Les collectifs hybrides se répandent aussi dans la communication, observe Bruno Scaramuzzino, fondateur et ex-dirigeant de Meanings: «J’observe que de plus en plus de gens se regroupent pour élaborer des projets qu’ils vont proposer à des agences. Ce sont des gens qui quittent les agences dont ils ne supportent plus les contraintes et le reporting mais ils recréent à l’extérieur des liens. Ils sont déjà dans une phase de séniorité et sont à l’affût afin d’intégrer des projets intéressants.» Sa plus récente création, B’ZZ, est au diapason de cette évolution: «B’ZZ se veut un label porteur de contenus, pas une entreprise. J’associe des compétences et je garantis la qualité des collectifs hybrides que je crée.»

Dans la communication, ces collectifs permettent de surmonter les inconvénients des organisations tentaculaires. «J’avais constaté que dans le système traditionnel, avec le créatif séparé du client par de nombreux intermédiaires, l’essence et l’inspiration du brief se perdaient à chacune des étapes», se souvient Sébastien Laading. Cet ancien dirigeant de l’agence de communication digitale Zee Agency s’est associé à Marie Lemaistre, directrice de création, pour fonder Fllow. Leur mission: organiser des ateliers créatifs en lien direct avec les dirigeants. «Cette proximité avec les dirigeants et leurs équipes permet de capter l’énergie des créateurs ou des porteurs de projets, ainsi que la pertinence de leur vision stratégique, explique Marie Lemaistre. De notre côté, nous apportons de la fraîcheur et du recul.»

Trois questions à…

Denis Maillard, cofondateur du cabinet Temps Commun et spécialiste des relations sociales

 

« La réponse à une disparition »

À quoi est dû le développement des collectifs hybrides ?

L’entreprise en tant qu’unité de lieu, de temps et d’action n’est plus adaptée aux attentes des salariés. Elle est en train de disparaître avec l’émergence des moyens techniques mais aussi de nouvelles techniques managériales.

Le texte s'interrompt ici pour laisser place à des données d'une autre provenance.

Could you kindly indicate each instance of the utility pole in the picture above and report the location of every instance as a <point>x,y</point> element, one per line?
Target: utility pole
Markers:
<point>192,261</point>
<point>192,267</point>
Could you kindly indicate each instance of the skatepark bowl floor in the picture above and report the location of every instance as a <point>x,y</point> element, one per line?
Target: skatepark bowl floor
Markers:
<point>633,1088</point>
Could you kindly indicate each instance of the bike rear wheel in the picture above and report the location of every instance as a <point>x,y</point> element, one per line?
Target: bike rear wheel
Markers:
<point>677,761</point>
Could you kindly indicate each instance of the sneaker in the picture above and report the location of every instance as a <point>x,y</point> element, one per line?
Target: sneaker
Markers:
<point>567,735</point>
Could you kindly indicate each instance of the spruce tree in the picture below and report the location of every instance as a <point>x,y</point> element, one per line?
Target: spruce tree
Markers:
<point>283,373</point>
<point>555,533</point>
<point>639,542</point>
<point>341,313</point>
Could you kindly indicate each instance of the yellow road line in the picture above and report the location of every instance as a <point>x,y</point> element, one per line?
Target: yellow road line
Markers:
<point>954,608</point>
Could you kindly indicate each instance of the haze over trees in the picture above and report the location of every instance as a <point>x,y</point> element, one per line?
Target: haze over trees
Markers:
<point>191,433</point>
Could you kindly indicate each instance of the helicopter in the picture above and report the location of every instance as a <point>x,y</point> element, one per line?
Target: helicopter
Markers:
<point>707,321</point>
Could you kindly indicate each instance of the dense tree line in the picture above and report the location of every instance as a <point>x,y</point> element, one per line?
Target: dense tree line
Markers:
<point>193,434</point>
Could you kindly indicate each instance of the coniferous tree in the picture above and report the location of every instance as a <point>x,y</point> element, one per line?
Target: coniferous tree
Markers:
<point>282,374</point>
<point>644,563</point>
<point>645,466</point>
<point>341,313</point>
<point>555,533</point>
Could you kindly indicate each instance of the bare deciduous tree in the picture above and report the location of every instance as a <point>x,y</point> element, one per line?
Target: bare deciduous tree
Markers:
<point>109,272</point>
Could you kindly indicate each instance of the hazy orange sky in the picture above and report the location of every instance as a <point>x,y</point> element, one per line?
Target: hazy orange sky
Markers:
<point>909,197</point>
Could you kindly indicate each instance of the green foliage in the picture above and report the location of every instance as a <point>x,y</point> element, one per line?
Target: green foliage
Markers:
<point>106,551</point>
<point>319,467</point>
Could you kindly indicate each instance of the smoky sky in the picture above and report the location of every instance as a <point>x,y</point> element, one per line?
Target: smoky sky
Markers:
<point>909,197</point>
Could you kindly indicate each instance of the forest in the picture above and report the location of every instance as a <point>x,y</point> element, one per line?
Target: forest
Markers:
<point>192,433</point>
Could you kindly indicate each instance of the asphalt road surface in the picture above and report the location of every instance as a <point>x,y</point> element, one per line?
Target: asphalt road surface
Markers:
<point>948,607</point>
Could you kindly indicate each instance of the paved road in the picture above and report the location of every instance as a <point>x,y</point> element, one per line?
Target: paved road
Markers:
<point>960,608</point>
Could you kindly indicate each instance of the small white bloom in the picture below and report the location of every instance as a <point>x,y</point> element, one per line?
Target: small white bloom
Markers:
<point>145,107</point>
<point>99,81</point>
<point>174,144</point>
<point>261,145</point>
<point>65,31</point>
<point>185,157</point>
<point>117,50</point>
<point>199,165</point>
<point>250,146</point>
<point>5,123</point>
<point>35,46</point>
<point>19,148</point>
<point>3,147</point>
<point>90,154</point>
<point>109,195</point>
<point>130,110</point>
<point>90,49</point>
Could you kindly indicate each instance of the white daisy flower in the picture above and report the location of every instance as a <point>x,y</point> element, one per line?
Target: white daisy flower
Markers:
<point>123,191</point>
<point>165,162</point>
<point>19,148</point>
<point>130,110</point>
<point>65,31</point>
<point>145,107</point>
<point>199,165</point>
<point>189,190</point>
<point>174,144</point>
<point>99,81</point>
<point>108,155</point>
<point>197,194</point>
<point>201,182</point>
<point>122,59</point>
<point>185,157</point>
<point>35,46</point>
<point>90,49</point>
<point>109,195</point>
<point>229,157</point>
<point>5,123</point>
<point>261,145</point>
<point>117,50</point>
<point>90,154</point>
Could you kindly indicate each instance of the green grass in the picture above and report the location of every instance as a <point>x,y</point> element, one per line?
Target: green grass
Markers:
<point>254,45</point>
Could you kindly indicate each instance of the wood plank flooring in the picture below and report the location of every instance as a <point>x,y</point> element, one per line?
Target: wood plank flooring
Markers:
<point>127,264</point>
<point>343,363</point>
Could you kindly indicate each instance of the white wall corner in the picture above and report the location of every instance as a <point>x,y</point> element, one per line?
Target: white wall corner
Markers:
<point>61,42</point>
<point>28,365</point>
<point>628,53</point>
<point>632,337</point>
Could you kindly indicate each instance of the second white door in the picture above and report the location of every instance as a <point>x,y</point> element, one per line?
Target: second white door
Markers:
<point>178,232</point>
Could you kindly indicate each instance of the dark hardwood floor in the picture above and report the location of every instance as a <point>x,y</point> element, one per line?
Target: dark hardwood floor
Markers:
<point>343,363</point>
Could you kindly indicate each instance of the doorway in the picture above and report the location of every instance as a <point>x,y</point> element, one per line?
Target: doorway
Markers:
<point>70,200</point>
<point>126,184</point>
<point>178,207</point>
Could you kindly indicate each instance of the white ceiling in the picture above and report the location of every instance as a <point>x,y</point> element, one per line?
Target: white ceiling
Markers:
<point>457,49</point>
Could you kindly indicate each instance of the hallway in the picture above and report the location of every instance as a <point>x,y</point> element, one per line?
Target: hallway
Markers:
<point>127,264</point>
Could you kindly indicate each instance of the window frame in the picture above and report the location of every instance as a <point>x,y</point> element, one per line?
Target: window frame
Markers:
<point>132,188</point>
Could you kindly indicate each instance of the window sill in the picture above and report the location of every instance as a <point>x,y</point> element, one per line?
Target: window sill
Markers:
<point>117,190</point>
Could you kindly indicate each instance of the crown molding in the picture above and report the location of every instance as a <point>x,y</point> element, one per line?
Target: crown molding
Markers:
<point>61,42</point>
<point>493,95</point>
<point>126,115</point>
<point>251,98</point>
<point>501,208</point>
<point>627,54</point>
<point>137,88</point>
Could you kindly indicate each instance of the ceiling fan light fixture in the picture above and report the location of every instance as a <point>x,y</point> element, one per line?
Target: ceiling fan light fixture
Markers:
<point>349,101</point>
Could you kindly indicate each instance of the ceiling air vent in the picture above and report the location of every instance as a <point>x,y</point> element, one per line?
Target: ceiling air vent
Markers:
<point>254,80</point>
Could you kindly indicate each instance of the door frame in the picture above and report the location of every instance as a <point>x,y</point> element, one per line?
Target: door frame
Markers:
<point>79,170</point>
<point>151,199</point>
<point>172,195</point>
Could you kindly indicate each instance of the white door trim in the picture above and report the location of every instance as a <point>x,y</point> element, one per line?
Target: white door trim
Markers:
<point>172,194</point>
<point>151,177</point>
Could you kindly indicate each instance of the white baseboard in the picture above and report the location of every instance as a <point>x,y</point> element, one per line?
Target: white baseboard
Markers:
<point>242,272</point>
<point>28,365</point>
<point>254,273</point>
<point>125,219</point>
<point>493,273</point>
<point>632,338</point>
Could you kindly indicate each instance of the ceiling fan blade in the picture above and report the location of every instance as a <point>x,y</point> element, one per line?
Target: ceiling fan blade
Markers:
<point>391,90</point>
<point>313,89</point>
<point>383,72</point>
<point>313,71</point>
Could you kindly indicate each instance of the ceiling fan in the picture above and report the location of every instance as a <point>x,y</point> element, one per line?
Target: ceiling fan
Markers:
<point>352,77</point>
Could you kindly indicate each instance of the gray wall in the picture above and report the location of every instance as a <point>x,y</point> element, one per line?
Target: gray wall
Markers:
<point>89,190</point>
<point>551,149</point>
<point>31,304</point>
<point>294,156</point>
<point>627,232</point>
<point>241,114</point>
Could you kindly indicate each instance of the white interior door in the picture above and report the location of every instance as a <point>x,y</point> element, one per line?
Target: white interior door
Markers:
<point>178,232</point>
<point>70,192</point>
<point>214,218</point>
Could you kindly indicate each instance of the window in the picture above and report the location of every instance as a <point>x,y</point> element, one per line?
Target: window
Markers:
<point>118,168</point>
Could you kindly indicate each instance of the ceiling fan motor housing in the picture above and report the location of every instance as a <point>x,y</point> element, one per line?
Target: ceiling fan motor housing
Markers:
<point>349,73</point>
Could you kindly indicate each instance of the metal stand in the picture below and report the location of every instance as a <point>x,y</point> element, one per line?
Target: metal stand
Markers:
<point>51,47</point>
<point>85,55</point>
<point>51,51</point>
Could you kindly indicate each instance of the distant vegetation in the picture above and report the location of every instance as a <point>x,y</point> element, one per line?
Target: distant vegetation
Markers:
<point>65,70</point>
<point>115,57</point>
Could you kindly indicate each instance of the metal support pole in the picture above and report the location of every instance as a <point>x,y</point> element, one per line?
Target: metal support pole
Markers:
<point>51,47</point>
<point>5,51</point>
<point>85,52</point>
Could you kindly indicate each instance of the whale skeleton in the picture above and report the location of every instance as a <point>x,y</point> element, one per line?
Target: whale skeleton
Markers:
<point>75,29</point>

L’apparition des collectifs hybrides est une réponse à cette disparition. Se retrouvent maintenant à travailler ensemble des salariés, d’anciens salariés, des free-lances, des prestataires, des intrapreneurs, voire des clients, soit une diversité inédite de fonctions et de statuts.

À quels défis répondent-ils ?
Les collectifs hybrides sont adaptés au mode projet qui est lui-même une réponse à la fin de l’entreprise classique. Les personnes intégrant ces collectifs sont choisies en fonction de leur degré de créativité et d’agilité, censé pallier l’inertie propre aux grandes organisations, mais aussi leur degré d’engagement, a priori plus élevé puisque déterminé par des objectifs précis. Ces collectifs sont aussi une source de fertilisation croisée, même si c’est difficile à mesurer. Ils permettent aussi le maintien de savoir-faire, grâce souvent à d’anciens salariés, c’est le cas dans la métallurgie. En termes de management, ces systèmes offrent une souplesse budgétaire tout en mobilisant les personnes les plus qualifiées.

À quelles conditions peuvent-ils réussir ?

Pour atteindre leurs objectifs, ces collectifs doivent avoir du sens. Cela passe par une communication claire sur les objectifs et le mode de fonctionnement avec un organigramme précis. Expliquer les enjeux est aussi important vis-à-vis des salariés permanents de l’entreprise afin d’éviter l’émergence d’un sentiment postulant que tout un chacun est substituable. Le démarrage d’un tel collectif est aussi capital, à l’instar du « on boarding » des futurs salariés d’une entreprise. L’idéal est de réunir tous les participants pour le démarrage du projet.